Author | : Mary McAuliffe |
Publisher | : Rowman & Littlefield |
Total Pages | : 345 |
Release | : 2016-09-15 |
Genre | : History |
ISBN | : 1442253339 |
When Paris Sizzled vividly portrays the City of Light during the fabulous 1920s, les Années folles, when Parisians emerged from the horrors of war to find that a new world greeted them—one that reverberated with the hard metallic clang of the assembly line, the roar of automobiles, and the beat of jazz. Mary McAuliffe traces a decade that saw seismic change on almost every front, from art and architecture to music, literature, fashion, entertainment, transportation, and, most notably, behavior. The epicenter of all this creativity, as well as of the era’s good times, was Montparnasse, where impoverished artists and writers found colleagues and cafés, and tourists discovered the Paris of their dreams.

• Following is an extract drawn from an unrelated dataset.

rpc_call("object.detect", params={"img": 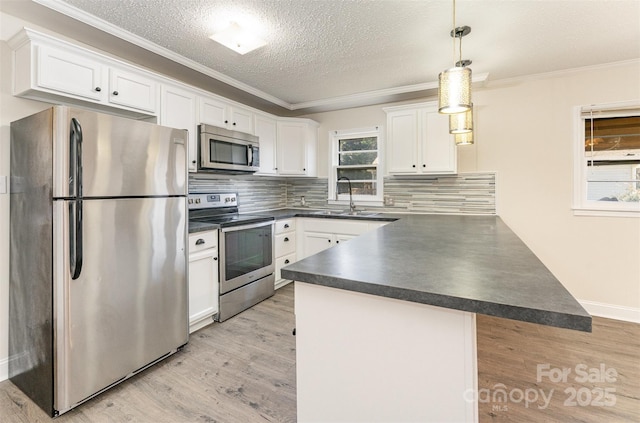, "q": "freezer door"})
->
[54,197,188,412]
[53,106,188,198]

Major figures on the Paris scene—such as Gertrude Stein, Jean Cocteau, Picasso, Stravinsky, Diaghilev, and Proust—continued to hold sway, while others now came to prominence—including Ernest Hemingway, Coco Chanel, Cole Porter, and Josephine Baker, as well as André Citroën, Le Corbusier, Man Ray, Sylvia Beach, James Joyce, and the irrepressible Kiki of Montparnasse. Paris of the 1920s unquestionably sizzled. Yet rather than being a decade of unmitigated bliss, les Années folles also saw an undercurrent of despair as well as the rise of ruthless organizations of the extreme right, aimed at annihilating whatever threatened tradition and order—a struggle that would escalate in the years ahead. Through rich illustrations and evocative narrative, Mary McAuliffe brings this vibrant era to life.